Os critérios que travam o benefício
Cumprir apenas um requisito não basta. O abono salarial 2026 exige que todas as condições abaixo sejam atendidas ao mesmo tempo. É justamente aqui que muita gente descobre por que ficou de fora da lista de pagamento.
- Estar inscrito no PIS/Pasep há pelo menos cinco anos, contados a partir da data do primeiro emprego formal.
- Ter recebido remuneração média mensal de até R$ 2.766,00 no ano-base de 2024, teto calculado com base no salário mínimo de 2023 corrigido pelo INPC.
- Ter exercido atividade remunerada por, no mínimo, 30 dias durante o ano-base, de forma consecutiva ou não.
- Ter os dados informados corretamente pelo empregador no eSocial, sistema que vem substituindo a antiga RAIS como principal canal de declaração.
- Acompanhar o calendário oficial de pagamento, já que a liberação acontece de forma progressiva ao longo do ano.
Onde o dinheiro cai e como não perder o prazo
O pagamento do abono salarial pode ser depositado diretamente em conta da Caixa Econômica Federal, creditado na Poupança Social Digital movimentada pelo aplicativo Caixa Tem, ou sacado presencialmente em agências e lotéricas. Para servidores públicos vinculados ao Pasep, o crédito acontece pelo Banco do Brasil.
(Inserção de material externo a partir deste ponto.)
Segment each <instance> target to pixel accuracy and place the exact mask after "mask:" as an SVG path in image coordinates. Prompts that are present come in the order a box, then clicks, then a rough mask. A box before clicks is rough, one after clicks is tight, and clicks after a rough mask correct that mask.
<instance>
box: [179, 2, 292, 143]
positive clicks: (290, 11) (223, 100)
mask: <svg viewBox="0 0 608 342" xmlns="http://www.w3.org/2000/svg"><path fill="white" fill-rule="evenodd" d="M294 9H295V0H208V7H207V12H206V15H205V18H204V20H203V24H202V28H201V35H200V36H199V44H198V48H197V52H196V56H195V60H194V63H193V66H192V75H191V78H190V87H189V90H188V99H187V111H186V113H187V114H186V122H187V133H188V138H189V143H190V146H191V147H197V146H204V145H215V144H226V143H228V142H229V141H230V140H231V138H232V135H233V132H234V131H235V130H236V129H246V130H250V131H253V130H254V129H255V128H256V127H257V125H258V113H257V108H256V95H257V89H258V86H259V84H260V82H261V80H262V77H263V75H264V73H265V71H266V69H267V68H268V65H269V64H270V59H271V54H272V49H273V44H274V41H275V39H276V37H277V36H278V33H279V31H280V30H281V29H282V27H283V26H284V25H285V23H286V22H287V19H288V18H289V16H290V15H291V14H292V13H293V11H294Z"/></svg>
Saber o canal correto de recebimento faz toda a diferença. Muitos trabalhadores com carteira assinada têm direito ao benefício, mas acabam perdendo o valor porque não acompanham o calendário de liberação ou não verificam a conta onde o depósito foi feito.
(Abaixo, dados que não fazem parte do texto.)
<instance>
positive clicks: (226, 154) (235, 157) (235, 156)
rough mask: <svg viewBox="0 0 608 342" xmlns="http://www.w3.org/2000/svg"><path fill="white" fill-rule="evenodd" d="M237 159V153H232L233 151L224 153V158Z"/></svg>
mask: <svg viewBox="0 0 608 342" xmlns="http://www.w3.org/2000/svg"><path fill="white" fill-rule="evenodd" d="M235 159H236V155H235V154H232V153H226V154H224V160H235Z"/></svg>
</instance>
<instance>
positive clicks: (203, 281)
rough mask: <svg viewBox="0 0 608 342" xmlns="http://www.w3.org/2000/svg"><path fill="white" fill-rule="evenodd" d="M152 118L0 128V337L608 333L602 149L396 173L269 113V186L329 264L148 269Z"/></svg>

Nova regra muda quem terá direito nos próximos anos
Uma mudança importante passou a valer a partir do ano-base de 2024: o limite de renda para ter direito ao abono salarial deixou de acompanhar o salário mínimo vigente e passou a ser corrigido pelo INPC (Índice Nacional de Preços ao Consumidor). O teto é calculado tomando o salário mínimo do ano anterior como base e aplicando a variação do índice, o que resultou em R$ 2.766,00 para o ano-base de 2024, valor ligeiramente inferior ao que seria pela regra antiga.
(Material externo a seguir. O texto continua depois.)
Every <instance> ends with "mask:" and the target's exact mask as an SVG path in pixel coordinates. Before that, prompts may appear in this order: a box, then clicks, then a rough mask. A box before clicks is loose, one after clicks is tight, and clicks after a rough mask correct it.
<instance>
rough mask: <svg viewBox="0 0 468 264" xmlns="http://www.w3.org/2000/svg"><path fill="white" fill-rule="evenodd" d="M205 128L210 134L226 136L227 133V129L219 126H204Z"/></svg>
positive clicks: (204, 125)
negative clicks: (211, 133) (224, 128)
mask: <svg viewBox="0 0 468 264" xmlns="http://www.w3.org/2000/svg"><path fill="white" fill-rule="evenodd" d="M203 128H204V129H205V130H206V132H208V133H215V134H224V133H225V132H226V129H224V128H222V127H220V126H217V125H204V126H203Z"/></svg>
Na prática, isso significa que o teto de remuneração pode crescer em ritmo diferente do piso salarial, reduzindo gradualmente o universo de trabalhadores contemplados pelo PIS/Pasep ao longo dos próximos anos. Quem suspeita que tem direito pode consultar a situação pelo aplicativo Carteira de Trabalho Digital, pelo portal do Gov.br ou pelo telefone 158.
No fim das contas, o abono salarial é um direito que pode passar despercebido na correria do dia a dia. Entender as regras do PIS/Pasep, conferir o valor proporcional e ficar de olho no prazo são os passos que transformam esse benefício em dinheiro real no bolso do trabalhador.